Error de traducción


Cuento la siguiente historia a propósito de las negociaciones con Grecia. Toda negociación es siempre más compleja y rebuscada de lo que nos llega. A veces, incluso, es también impostada. Y siempre puede haber salidas originales que facilitan un acuerdo allí donde parecía imposible.

Todos hemos tenido algún profesor ya entrado en años encantado de contar batallitas de su vida laboral. La veteranía es un grado a la hora de sumar anécdotas en clase. Este profesor mío nos quiso mostrar, con una de sus experiencias, cómo se desarrollaba una negociación. Siempre nos decía que podíamos hacernos los ofendidos y parecer enfadados, pero nunca enfadarnos, porque la otra parte conocería entonces nuestro punto débil.

De joven, trabajó en la embajada de España en París durante el franquismo. En aquellos años ayudó en unas negociaciones de contenido cultural con la Unión Soviética. El grueso de las negociaciones lo llevaron los equipos de las embajadas en Francia y, una vez cerrados los últimos flecos, los ministros fueron a París a cerrar el acuerdo.

Llegado el día, se sentaron en una mesa larga. Por un lado, la delegación rusa con su ministro a la cabeza, por el otro, la española. Comenzó lo que iba a ser el simple acto formal de la firma. El ministro ruso tomó la palabra. Para sorpresa de todos, y sin venir a cuento, desplegó un show de alabanzas a Lenin, a Stalin, al pueblo obrero, a la lucha de clases… Y exclamó indignado: «¡Esto no se va a firmar jamás!». Quedó la sala en silencio.

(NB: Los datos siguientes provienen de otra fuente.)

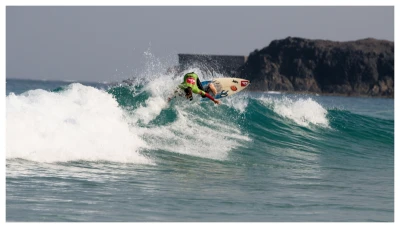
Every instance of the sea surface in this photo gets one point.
(94, 152)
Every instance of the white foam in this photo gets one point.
(302, 111)
(80, 123)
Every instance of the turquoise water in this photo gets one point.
(93, 152)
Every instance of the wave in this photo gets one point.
(126, 121)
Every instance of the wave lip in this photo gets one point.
(79, 123)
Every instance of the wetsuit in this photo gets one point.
(192, 80)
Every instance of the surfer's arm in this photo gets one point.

Mi profesor, boquiabierto. Entonces, el ministro español se quitó las gafas lentamente y las dejó caer sobre la mesa con cierto desdén -mi profesor aprendió que era era un gesto efectivo, que daba tiempo a pensar- y se frotó ligeramente los ojos. Tomó de nuevo las gafas, se las colocó sobre la nariz y dijo muy tranquilo: «Lo siento mucho, me parece que ha habido un malentendido en esta negociación. Buenas tardes». He hizo una señal para que la delegación española se levantara. Y salieron por la puerta.

Mi profesor no daba crédito a que se fuera a ir al garete todo el trabajo de varios meses. El ministro, sin embargo, caminaba imperturbable hacia la salida. Fuera había periodistas, tanto españoles como soviéticos, para cubrir el momento. Cuando estaban a punto de salir por la puerta, se acercó a toda prisa un miembro de la delegación rusa: «¡Esperen, esperen! No puede irse así, debe comprender que el ministro tiene un público en su país y lo que ha dicho lo tenía que decir». A lo que el ministro respondió: «Lo comprendo perfectamente. Entienda también usted que yo también tengo el mío, y por eso voy a salir por esa puerta». El interlocutor soviético lo interpeló de nuevo: «A ver cómo se puede solucionar, no se vayan todavía». Y pasaron a una habitación contigua.

Al cabo de 45 minutos fueron a buscarlos y regresaron a la sala donde esperaba la delegación rusa. Estaban todos menos uno. Entonces, el ministro ruso volvió a tomar la palabra: «Disculpen el malentendido de antes, ha sido culpa del traductor».